When you are done testing, look at your results and consider the following:
- If the app’s performance is not affected or affected very little when not rendering anything, the app is likely CPU bound.
- If performance improves significantly, the app is likely GPU bound.
Addressing CPU Bound Apps Common causes for an app to be CPU bound include the complexity of app logic, physics simulation, garbage collection stalls, and so on. An instrumented profiler, like Unity Profiler, can track down these performance bottlenecks.
Focus on optimizing only the most expensive code paths. Any app logic that takes longer than two milliseconds can probably be optimized.
Addressing GPU Bound Apps GPU bound apps usually fall into one of two categories:
- A vertex-bound app has issues with scene complexity.
- A fragment-bound app has issues with shader complexity.
The way to test for this is to render fewer pixels. This can be done by setting the app’s render scale to something small, like 0.01. This will cause fewer fragments to be rendered, but retain the scene complexity.
When you are done testing, look at your results and consider the following:
- If performance is not affected, the app is likely vertex-bound.
- If performance improves, the app is likely fragment-bound (also commonly called fill-bound).

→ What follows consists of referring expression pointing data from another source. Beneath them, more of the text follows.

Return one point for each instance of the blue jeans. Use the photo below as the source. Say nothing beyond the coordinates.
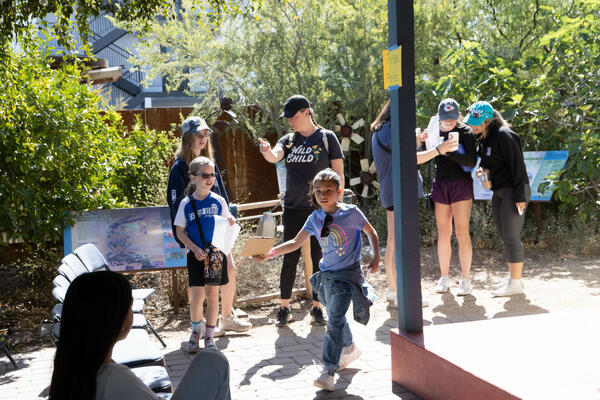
(338, 295)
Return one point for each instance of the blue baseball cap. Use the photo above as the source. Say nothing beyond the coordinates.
(478, 113)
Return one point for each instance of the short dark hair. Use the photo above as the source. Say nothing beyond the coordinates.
(94, 309)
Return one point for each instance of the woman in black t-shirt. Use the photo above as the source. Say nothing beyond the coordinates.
(502, 157)
(452, 192)
(308, 150)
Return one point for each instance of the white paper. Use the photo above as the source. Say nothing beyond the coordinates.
(224, 235)
(433, 133)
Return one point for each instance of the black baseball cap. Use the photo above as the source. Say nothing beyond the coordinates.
(448, 109)
(294, 104)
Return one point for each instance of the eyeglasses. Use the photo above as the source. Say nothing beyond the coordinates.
(204, 135)
(326, 223)
(206, 176)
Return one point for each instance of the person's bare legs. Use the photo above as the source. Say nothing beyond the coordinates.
(516, 269)
(196, 295)
(212, 304)
(390, 253)
(461, 213)
(443, 217)
(228, 291)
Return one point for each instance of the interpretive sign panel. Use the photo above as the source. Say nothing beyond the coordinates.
(130, 239)
(539, 165)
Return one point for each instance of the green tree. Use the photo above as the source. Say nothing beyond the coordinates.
(18, 15)
(60, 153)
(323, 50)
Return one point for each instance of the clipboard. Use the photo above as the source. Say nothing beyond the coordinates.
(257, 245)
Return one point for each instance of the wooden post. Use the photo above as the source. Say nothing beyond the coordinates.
(307, 260)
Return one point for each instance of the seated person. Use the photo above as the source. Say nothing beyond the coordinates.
(96, 315)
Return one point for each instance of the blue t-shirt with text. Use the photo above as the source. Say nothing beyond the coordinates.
(341, 248)
(207, 208)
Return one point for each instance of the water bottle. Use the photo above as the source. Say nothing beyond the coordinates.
(266, 226)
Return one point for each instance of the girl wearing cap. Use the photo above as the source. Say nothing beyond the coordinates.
(502, 158)
(382, 155)
(452, 192)
(307, 150)
(195, 142)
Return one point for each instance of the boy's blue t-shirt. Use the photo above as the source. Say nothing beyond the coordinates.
(341, 248)
(207, 208)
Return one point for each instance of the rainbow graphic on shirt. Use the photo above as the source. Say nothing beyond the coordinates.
(337, 238)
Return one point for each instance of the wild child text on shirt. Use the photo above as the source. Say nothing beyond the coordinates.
(304, 154)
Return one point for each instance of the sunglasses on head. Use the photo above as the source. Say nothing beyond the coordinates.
(326, 223)
(205, 176)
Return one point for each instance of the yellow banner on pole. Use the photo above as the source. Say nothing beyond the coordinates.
(392, 67)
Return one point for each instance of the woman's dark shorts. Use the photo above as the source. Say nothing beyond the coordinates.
(452, 191)
(196, 272)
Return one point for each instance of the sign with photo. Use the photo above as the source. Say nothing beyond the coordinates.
(131, 239)
(540, 165)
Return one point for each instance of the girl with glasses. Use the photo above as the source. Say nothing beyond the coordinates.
(195, 142)
(338, 227)
(193, 216)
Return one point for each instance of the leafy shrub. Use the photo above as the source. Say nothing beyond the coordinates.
(60, 153)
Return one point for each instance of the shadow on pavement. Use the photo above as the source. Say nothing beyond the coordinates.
(289, 367)
(459, 309)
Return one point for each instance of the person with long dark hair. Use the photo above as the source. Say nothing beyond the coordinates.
(502, 158)
(307, 150)
(195, 142)
(97, 314)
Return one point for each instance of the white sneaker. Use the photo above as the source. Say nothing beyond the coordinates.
(349, 354)
(443, 285)
(218, 332)
(502, 283)
(325, 381)
(233, 323)
(464, 287)
(512, 286)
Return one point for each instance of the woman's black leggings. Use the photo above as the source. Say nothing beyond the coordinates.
(509, 223)
(293, 221)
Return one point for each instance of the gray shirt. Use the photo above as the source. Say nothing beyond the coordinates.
(116, 381)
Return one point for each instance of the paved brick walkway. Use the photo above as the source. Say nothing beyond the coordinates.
(271, 363)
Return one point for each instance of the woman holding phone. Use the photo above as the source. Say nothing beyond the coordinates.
(502, 159)
(452, 192)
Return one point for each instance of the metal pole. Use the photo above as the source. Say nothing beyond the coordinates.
(404, 166)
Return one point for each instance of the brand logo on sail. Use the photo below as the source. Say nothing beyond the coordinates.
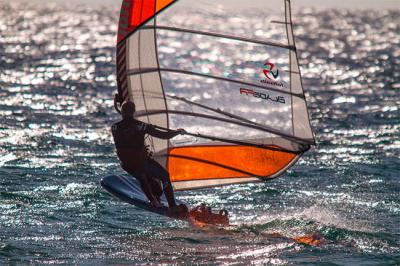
(270, 70)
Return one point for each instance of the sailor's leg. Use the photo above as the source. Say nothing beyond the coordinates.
(157, 171)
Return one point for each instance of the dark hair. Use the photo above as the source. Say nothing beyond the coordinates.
(128, 109)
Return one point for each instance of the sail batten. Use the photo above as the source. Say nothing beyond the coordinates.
(230, 76)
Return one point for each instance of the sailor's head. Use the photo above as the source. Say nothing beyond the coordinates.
(127, 109)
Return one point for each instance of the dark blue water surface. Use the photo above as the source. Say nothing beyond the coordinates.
(57, 78)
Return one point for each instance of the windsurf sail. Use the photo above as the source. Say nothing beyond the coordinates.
(228, 73)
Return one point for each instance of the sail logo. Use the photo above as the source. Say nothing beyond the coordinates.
(270, 70)
(264, 96)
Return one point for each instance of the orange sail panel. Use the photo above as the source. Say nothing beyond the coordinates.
(135, 13)
(213, 162)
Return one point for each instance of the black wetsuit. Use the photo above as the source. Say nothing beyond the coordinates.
(129, 136)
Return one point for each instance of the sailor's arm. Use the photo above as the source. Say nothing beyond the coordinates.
(163, 134)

The method used to determine if an app is CPU or GPU bound (disabling all render cameras) means that some CPU-side calculations, like frustum culling, are considered vertex-bound operations. While this is not completely accurate, these operations are often optimized by the same actions that optimize vertex-bound apps. The most common issues for a vertex-bound app are as follows:
- Culling objects is taking too long
- Too many draw calls are being issued
- Too many vertices are being rendered
Use a frame debugger like
RenderDoc for Oculus on a part of your app that has issues in order to identify these bottlenecks. Simplifying complex geometry and reducing draw calls will often fix these issues. You may want to look into an LOD system or batching draw calls, depending on the needs of your app.
If an app is fill-bound, one or more of its shaders need to be optimized. Pixel complexity tends to be the main issue for fill-bound shaders.

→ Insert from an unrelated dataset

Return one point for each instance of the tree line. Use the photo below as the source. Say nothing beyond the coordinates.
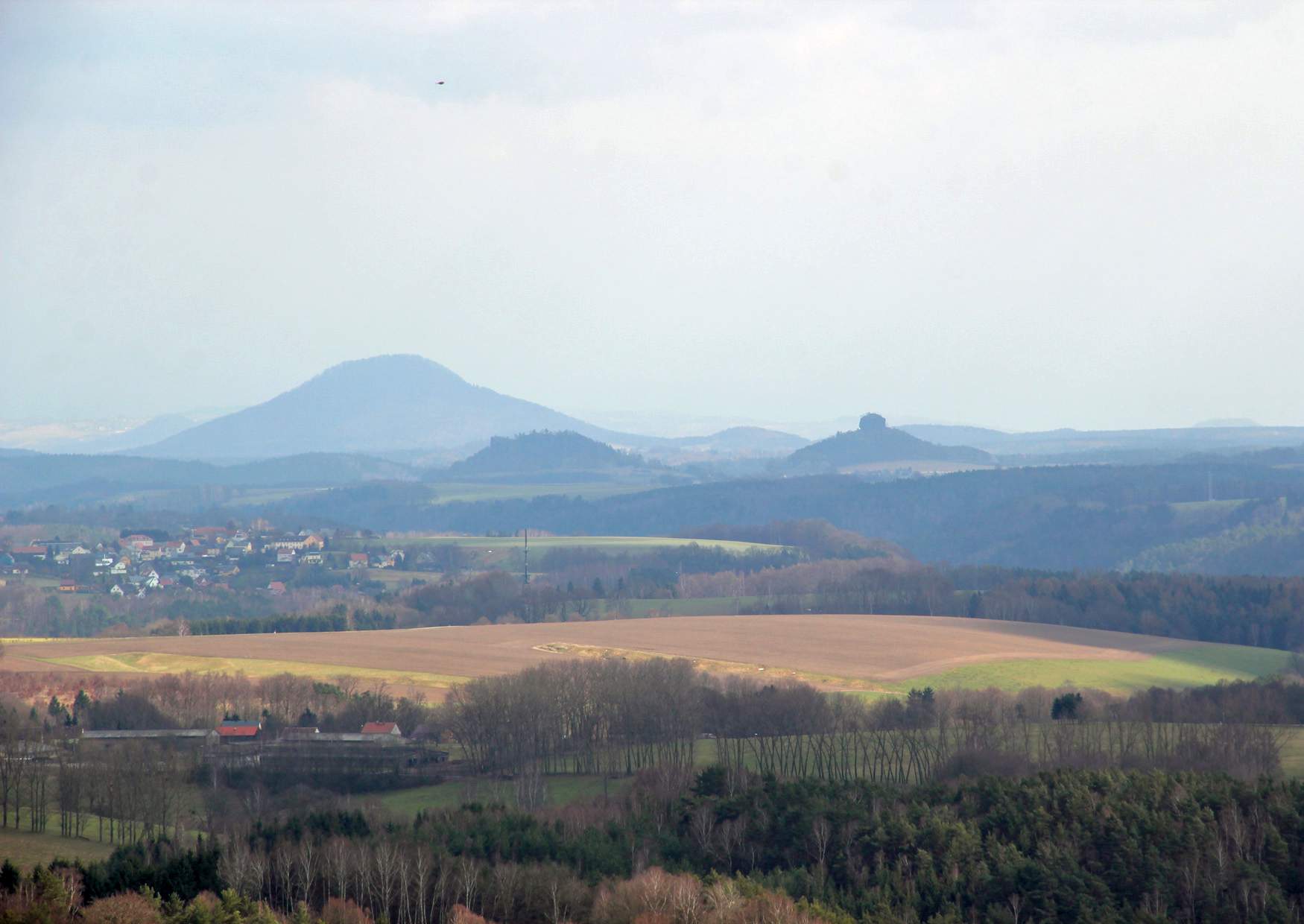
(1064, 845)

Use your findings to address the primary issue surfaced during the workflow. Profiling and optimizing is an iterative process. Chances are that isolating and addressing the first issue will not get the app to the performance you desire. It usually takes a few rounds of optimization to get to desired performance. Go through the full workflow again after each optimization pass. If the app was CPU bound before, and it’s been optimized, it could end up being fragment-bound next.